In recent weeks, every article in the Gazette has been about the BRA rubber-stamping one development project after another. Most of these approved projects had fewer parking spaces, less open space and affordable housing, or greater height requirements than code mandates. The proposed project at the former site of the James’s Gate Pub was seeking variances for all of these!
Why bother to establish codes, conduct usage studies, or plan neighborhood growth if developers, in collusion with municipal authorities, will just do as they please?
Mayor Walsh, are you listening? Do the entreaties of your electorate count for nothing?
Criterion plans to develop the LAZ parking lot at Washington St. and the Arborway. Forest Hills Station is the rail terminus. Where are people who drive to reach the T supposed to park? It’s commendable to discourage driving, but people need to park somewhere or they’ll end up endlessly circling for spaces, congesting roadways.
The Criterion development looms, after years of Casey Arborway construction noise and dust forcing us to keep our windows closed. And anyone who has walked or driven around the T Station has had the pleasure of dealing with the haphazard traffic management (see: Nicholas J. Ellis’s astute June 10th letter to the editor).
Criterion intends to shoehorn in five- and six-story condominiums directly behind a commercial strip and across a busy new road from another massive new condo complex (JP MetroMark Apartments). I don’t like the drug dealing, prostitution, and public urination that take place in a vast parking lot with no attendant, but I do not welcome the sort of privacy that alleys and blind corners will afford criminal activity.
Collateral damage from ongoing construction is already not being managed well. Now a plan is in the pipeline to disrupt the area even more?
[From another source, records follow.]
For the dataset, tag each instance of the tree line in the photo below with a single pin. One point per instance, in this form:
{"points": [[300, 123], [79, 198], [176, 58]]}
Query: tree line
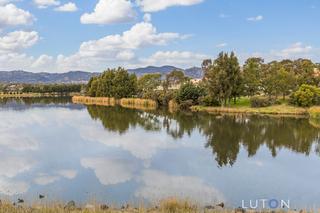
{"points": [[224, 82], [41, 88]]}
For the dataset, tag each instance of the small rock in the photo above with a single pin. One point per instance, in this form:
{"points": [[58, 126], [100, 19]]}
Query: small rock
{"points": [[104, 207], [71, 205]]}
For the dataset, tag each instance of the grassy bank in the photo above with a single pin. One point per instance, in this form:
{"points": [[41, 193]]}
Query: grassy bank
{"points": [[34, 95], [282, 109], [166, 206], [134, 103]]}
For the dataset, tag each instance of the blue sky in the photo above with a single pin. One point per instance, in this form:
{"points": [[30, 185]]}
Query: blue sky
{"points": [[92, 35]]}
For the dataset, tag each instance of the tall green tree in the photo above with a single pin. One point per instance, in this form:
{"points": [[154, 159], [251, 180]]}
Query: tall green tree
{"points": [[175, 77], [147, 84], [223, 78], [252, 71]]}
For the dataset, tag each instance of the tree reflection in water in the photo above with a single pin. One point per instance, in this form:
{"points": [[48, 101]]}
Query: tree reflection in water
{"points": [[225, 134]]}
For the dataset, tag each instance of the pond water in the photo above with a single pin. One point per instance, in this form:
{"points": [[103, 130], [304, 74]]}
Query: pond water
{"points": [[116, 155]]}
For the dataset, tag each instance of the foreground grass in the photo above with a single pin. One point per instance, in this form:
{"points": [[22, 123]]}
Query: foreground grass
{"points": [[170, 205]]}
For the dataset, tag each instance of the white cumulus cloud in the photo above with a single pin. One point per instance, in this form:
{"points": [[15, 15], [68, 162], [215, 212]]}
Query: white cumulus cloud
{"points": [[181, 58], [110, 12], [12, 16], [17, 41], [68, 7], [295, 49], [256, 18], [154, 6], [45, 3], [118, 48]]}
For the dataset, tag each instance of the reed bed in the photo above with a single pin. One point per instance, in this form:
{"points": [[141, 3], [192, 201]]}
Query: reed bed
{"points": [[272, 110], [133, 103]]}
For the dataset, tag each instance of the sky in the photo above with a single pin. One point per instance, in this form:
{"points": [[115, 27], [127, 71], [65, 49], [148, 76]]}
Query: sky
{"points": [[93, 35]]}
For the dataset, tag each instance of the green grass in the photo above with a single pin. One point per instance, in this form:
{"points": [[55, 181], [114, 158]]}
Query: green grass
{"points": [[282, 109]]}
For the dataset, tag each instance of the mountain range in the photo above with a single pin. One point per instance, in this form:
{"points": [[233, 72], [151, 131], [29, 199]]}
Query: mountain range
{"points": [[20, 76]]}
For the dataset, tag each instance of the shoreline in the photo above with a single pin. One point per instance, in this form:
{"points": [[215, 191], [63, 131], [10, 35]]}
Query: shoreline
{"points": [[133, 103], [281, 110], [163, 206], [36, 95]]}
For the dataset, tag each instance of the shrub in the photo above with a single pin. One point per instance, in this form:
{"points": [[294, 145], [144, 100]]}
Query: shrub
{"points": [[189, 92], [208, 101], [163, 97], [185, 105], [258, 101], [306, 96]]}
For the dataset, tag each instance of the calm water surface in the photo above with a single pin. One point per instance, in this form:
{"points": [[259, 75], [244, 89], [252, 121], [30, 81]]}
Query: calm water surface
{"points": [[117, 155]]}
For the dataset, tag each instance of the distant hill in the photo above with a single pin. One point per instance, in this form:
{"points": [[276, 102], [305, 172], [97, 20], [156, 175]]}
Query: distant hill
{"points": [[20, 76], [29, 77]]}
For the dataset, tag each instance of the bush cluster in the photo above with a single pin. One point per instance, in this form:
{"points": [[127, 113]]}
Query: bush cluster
{"points": [[306, 96], [259, 101]]}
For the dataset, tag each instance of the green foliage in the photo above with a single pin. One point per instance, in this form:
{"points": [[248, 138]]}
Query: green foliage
{"points": [[306, 96], [252, 71], [51, 88], [189, 92], [223, 77], [258, 101], [174, 78], [163, 97], [117, 83], [208, 101]]}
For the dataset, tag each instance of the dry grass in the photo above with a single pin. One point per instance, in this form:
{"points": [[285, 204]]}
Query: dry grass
{"points": [[94, 101], [272, 110], [171, 205], [134, 103], [138, 103]]}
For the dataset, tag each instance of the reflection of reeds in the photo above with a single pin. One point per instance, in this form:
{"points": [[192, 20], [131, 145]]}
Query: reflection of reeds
{"points": [[134, 103]]}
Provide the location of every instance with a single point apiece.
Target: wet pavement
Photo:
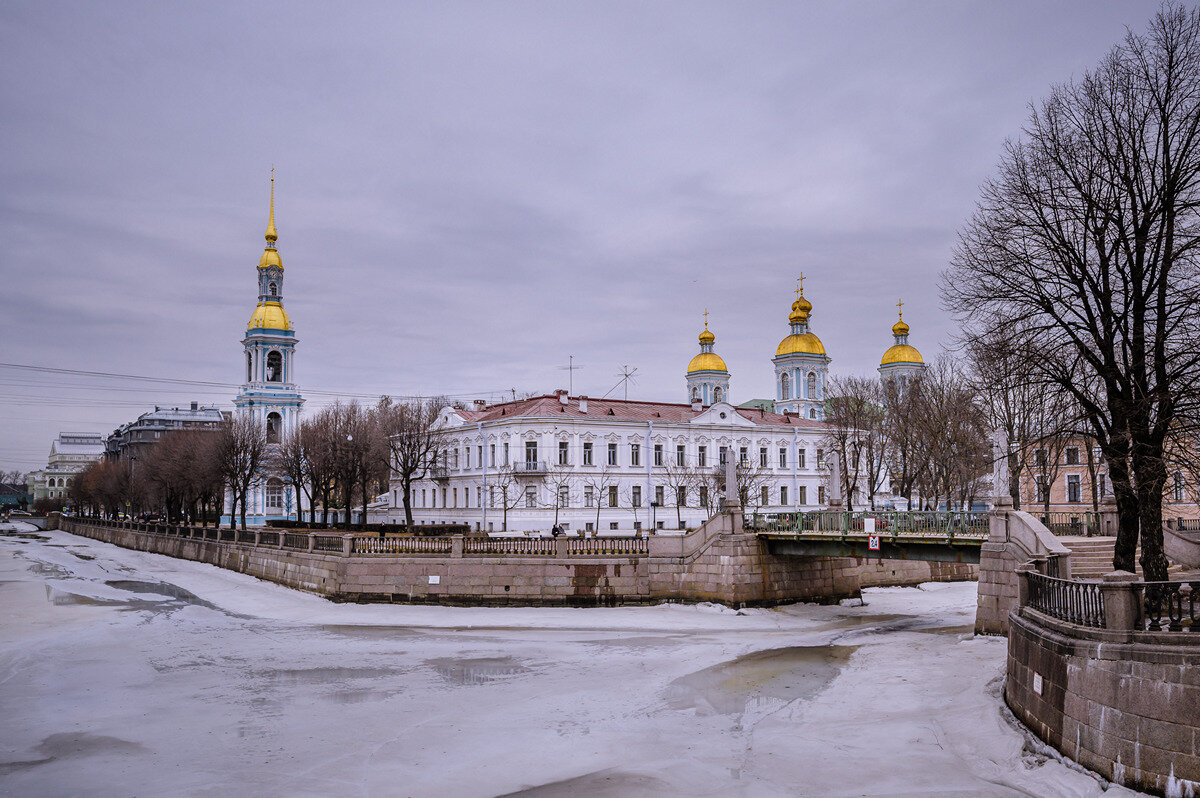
(130, 673)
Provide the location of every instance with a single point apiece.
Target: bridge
(942, 537)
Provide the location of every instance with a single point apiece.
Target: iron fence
(1077, 603)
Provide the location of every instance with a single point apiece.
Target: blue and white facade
(269, 394)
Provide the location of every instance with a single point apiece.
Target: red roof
(624, 411)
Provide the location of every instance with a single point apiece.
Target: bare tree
(414, 447)
(1087, 240)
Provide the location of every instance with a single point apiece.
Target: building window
(274, 366)
(274, 421)
(274, 495)
(1073, 492)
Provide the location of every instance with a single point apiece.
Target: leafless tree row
(1081, 259)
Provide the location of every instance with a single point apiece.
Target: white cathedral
(617, 467)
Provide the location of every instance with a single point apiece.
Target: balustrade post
(1023, 585)
(1122, 605)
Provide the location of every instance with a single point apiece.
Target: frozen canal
(129, 673)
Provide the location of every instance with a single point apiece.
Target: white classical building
(70, 454)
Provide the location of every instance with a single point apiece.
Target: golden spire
(271, 233)
(900, 328)
(706, 336)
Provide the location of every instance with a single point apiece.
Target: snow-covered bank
(171, 677)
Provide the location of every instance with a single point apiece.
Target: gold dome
(803, 345)
(269, 316)
(707, 361)
(270, 258)
(901, 353)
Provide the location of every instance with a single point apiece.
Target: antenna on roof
(570, 369)
(627, 377)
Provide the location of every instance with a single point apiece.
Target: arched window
(274, 493)
(274, 421)
(274, 367)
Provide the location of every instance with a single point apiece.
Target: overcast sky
(468, 193)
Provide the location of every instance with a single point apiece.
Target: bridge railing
(937, 525)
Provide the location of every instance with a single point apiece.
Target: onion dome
(900, 352)
(269, 316)
(801, 341)
(707, 359)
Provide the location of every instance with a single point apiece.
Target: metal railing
(1077, 603)
(519, 546)
(611, 546)
(1170, 606)
(402, 545)
(918, 525)
(1071, 523)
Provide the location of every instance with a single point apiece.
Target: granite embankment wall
(715, 563)
(1120, 700)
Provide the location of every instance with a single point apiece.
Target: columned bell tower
(269, 395)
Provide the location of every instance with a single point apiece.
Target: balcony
(531, 468)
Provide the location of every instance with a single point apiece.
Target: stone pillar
(1122, 610)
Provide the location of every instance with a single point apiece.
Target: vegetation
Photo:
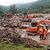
(12, 46)
(41, 6)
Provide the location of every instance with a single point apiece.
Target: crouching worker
(45, 32)
(41, 33)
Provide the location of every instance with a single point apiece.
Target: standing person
(45, 32)
(41, 33)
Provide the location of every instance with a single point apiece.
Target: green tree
(13, 9)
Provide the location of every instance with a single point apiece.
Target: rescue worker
(41, 33)
(45, 32)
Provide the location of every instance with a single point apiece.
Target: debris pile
(9, 35)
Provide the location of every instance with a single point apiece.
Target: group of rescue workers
(43, 32)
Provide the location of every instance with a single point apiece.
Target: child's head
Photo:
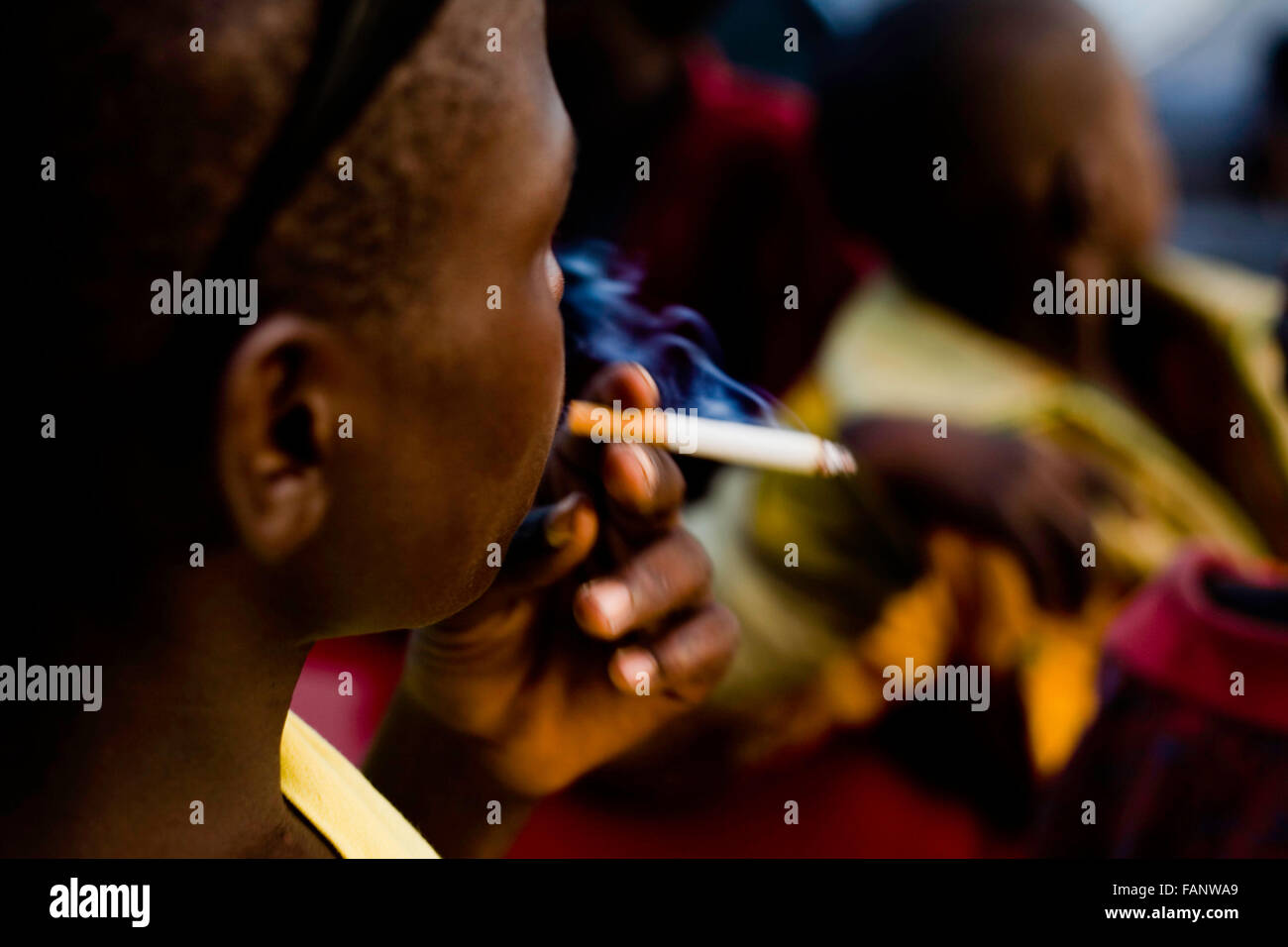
(375, 296)
(1052, 161)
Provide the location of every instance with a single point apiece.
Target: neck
(192, 712)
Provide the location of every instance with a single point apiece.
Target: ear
(275, 431)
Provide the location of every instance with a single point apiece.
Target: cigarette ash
(603, 324)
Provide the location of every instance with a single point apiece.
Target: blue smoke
(603, 324)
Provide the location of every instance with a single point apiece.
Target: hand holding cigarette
(599, 629)
(728, 442)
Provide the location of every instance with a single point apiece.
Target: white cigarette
(728, 442)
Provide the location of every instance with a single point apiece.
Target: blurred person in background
(1054, 166)
(732, 213)
(1189, 754)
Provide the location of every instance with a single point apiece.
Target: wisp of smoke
(603, 324)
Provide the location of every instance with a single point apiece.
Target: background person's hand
(599, 629)
(1020, 492)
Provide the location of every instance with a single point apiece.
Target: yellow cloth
(864, 592)
(336, 797)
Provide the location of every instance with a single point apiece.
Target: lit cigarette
(728, 442)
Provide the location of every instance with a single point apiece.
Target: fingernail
(561, 525)
(644, 372)
(612, 600)
(647, 466)
(630, 663)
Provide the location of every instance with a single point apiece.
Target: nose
(554, 275)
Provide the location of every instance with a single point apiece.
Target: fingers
(670, 575)
(645, 488)
(686, 661)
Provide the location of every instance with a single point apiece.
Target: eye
(554, 275)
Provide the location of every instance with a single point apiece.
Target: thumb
(549, 544)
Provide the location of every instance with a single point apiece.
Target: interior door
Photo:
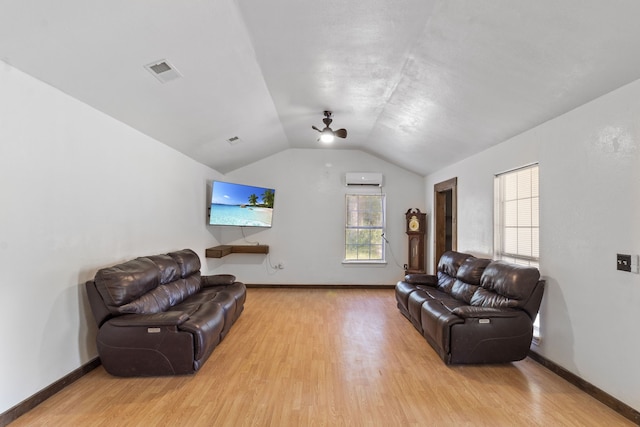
(445, 218)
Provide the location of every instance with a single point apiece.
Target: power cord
(388, 246)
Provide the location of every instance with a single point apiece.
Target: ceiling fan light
(327, 136)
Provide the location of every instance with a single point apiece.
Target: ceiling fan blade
(340, 133)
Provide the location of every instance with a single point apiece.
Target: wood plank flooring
(326, 357)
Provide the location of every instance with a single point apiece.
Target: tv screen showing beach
(241, 205)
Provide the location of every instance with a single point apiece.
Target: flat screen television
(241, 205)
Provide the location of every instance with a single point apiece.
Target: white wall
(308, 222)
(79, 191)
(589, 211)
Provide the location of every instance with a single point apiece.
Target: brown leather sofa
(158, 316)
(474, 310)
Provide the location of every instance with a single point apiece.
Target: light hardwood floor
(326, 357)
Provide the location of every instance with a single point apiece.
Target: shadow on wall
(87, 328)
(557, 329)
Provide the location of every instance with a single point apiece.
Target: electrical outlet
(624, 262)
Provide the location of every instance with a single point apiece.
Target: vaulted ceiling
(419, 83)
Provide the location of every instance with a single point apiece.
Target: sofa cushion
(448, 267)
(505, 285)
(123, 283)
(471, 270)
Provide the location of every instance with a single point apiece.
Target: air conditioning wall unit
(373, 179)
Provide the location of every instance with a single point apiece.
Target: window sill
(363, 261)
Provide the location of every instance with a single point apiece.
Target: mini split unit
(373, 179)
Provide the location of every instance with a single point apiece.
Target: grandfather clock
(416, 228)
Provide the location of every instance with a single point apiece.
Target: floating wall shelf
(224, 250)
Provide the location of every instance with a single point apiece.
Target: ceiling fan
(327, 135)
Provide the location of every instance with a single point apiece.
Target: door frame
(439, 217)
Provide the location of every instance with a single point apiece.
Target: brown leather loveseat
(158, 316)
(474, 310)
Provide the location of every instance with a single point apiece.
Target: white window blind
(364, 227)
(517, 227)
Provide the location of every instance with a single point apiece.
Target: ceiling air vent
(163, 71)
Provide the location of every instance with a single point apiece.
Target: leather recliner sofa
(473, 310)
(157, 315)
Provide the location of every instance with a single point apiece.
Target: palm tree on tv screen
(267, 198)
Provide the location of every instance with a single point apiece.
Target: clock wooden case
(416, 222)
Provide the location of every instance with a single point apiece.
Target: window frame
(381, 228)
(516, 257)
(499, 212)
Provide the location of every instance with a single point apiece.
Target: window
(364, 228)
(517, 226)
(516, 216)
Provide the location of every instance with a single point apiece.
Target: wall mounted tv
(241, 205)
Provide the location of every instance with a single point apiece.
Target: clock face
(414, 224)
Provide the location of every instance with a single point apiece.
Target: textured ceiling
(419, 83)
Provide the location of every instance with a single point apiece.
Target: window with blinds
(517, 227)
(364, 228)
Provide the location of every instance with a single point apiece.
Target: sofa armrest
(218, 280)
(167, 318)
(470, 311)
(421, 279)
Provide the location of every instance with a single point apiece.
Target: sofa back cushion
(187, 260)
(505, 285)
(468, 278)
(149, 284)
(448, 267)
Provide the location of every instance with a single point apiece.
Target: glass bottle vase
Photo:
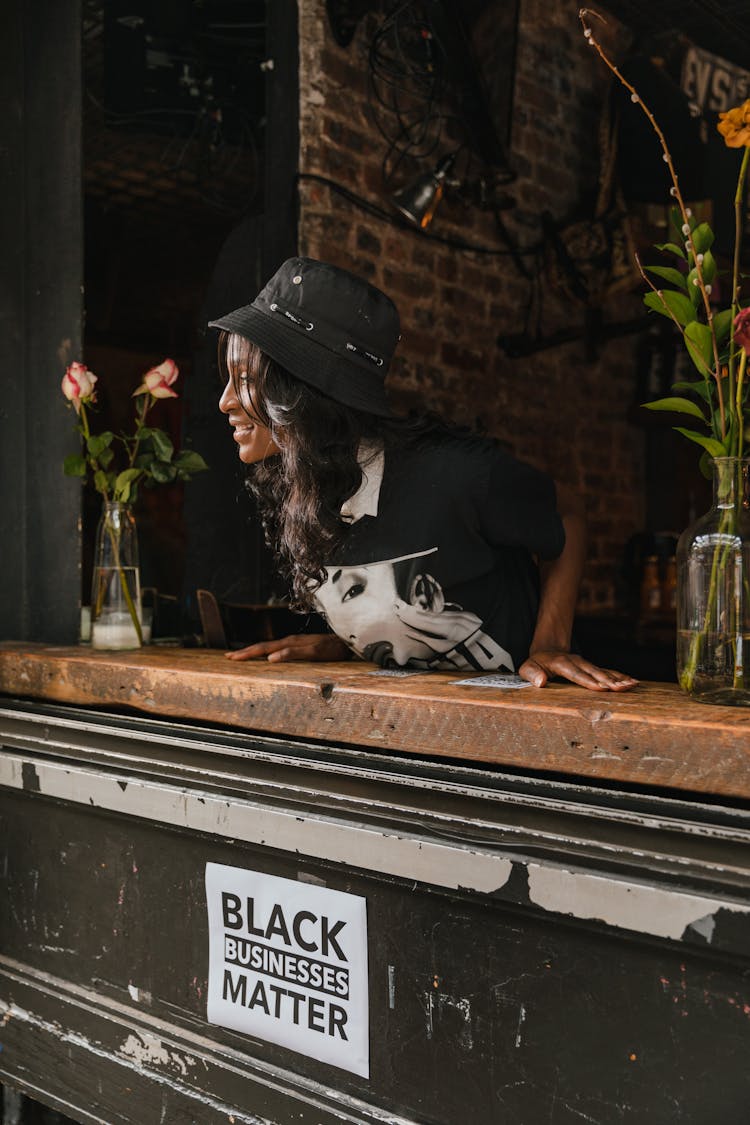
(713, 593)
(116, 612)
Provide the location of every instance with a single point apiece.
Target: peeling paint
(443, 864)
(657, 910)
(705, 927)
(146, 1049)
(522, 1017)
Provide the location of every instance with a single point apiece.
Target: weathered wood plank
(653, 736)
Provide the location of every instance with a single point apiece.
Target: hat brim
(335, 376)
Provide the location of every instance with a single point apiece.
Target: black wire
(396, 219)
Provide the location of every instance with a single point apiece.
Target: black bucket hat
(327, 327)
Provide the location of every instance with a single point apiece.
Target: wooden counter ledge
(652, 736)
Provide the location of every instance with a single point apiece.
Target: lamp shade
(418, 199)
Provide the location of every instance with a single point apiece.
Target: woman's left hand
(548, 663)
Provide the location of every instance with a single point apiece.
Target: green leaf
(163, 471)
(703, 237)
(124, 483)
(74, 465)
(722, 324)
(713, 448)
(188, 460)
(669, 275)
(696, 388)
(678, 305)
(677, 405)
(162, 444)
(99, 441)
(699, 344)
(671, 248)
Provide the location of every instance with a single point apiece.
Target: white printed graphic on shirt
(394, 612)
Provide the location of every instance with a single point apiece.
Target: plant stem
(114, 538)
(583, 15)
(739, 404)
(735, 264)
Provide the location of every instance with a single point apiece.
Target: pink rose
(78, 385)
(742, 329)
(159, 380)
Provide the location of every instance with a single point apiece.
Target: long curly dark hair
(299, 492)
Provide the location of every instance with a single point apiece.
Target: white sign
(288, 963)
(713, 83)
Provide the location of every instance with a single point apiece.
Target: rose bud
(78, 385)
(742, 330)
(157, 381)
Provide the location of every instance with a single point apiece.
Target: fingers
(296, 647)
(538, 669)
(272, 648)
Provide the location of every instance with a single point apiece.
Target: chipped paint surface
(451, 865)
(134, 1064)
(640, 907)
(146, 1049)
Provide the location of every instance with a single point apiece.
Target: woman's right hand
(297, 647)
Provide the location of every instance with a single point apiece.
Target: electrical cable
(515, 252)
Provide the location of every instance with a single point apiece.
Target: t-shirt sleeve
(520, 507)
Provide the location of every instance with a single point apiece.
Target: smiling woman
(238, 402)
(417, 541)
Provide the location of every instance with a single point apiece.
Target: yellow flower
(734, 126)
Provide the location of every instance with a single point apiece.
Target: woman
(417, 542)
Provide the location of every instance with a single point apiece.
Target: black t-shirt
(443, 576)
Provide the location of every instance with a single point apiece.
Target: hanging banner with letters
(711, 83)
(288, 963)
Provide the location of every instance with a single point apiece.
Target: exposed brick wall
(553, 408)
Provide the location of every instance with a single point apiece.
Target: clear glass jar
(713, 593)
(116, 613)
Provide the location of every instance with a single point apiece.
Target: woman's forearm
(560, 581)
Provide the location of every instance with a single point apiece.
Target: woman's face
(254, 439)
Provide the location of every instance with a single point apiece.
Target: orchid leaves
(681, 295)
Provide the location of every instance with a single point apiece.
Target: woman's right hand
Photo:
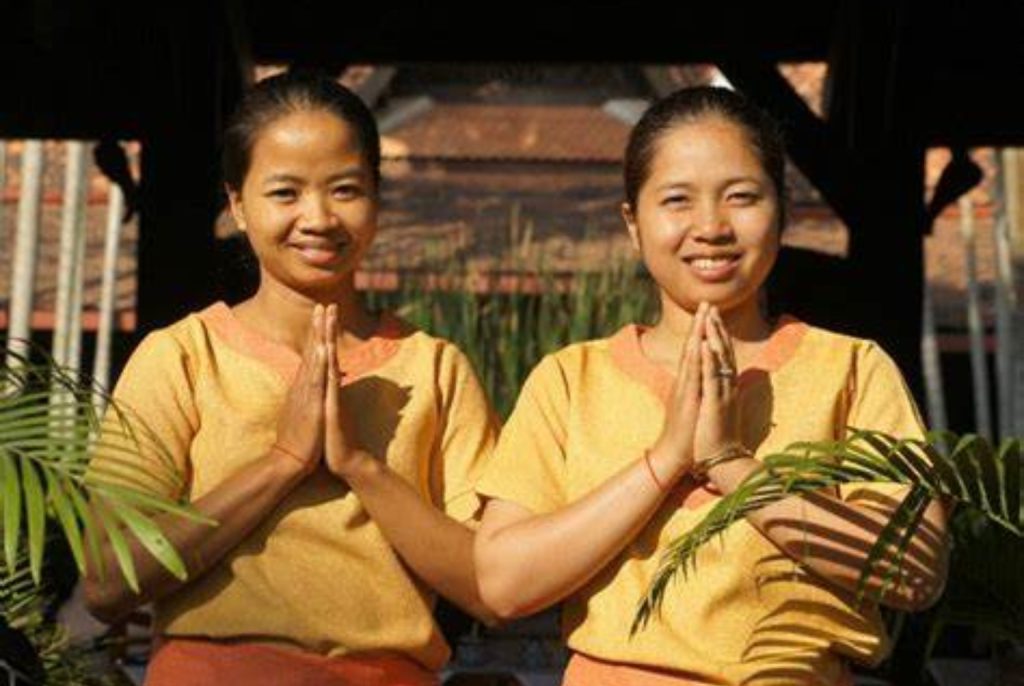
(674, 449)
(300, 425)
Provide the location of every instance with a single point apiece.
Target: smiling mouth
(713, 268)
(321, 254)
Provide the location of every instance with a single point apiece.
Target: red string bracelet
(650, 470)
(281, 448)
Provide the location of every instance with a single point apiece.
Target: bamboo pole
(108, 292)
(979, 366)
(934, 392)
(3, 187)
(1014, 190)
(26, 251)
(1006, 303)
(70, 258)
What happened to controlled growth? The Gazette has reported that the JP/Rox plan allows for fifteen-story buildings in the Forest Hills area. Fifteen stories! Big glass towers are in no way compatible with the triple-deckers and tree-lined streets of Forest Hills. And I’m tired of hearing, particularly in this city, that development is inevitable. Anyone who believes so need only take a walk in Beacon Hill or the South End.
Wasn’t taking down the Casey Overpass supposed to ease congestion? Does anyone have any idea what pouring thousands more people into this area will do for traffic, for noise and air pollution, for crime, for pedestrian/cyclist/motorist safety? At the very least, NO NEW CONSTRUCTION should take place in Forest Hills until the Casey Arborway is complete, the condo complexes already under construction are fully occupied, and an unbiased analysis determines that the area can accommodate many more residents.
Don’t ask me to cry for developers who paid top-dollar for a piece of our neighborhood and now want to destroy it to make good on their investments. What makes our neighborhood desirable is its character: to market that while ruining it seems counter-intuitive, even to the most superficial reasoning.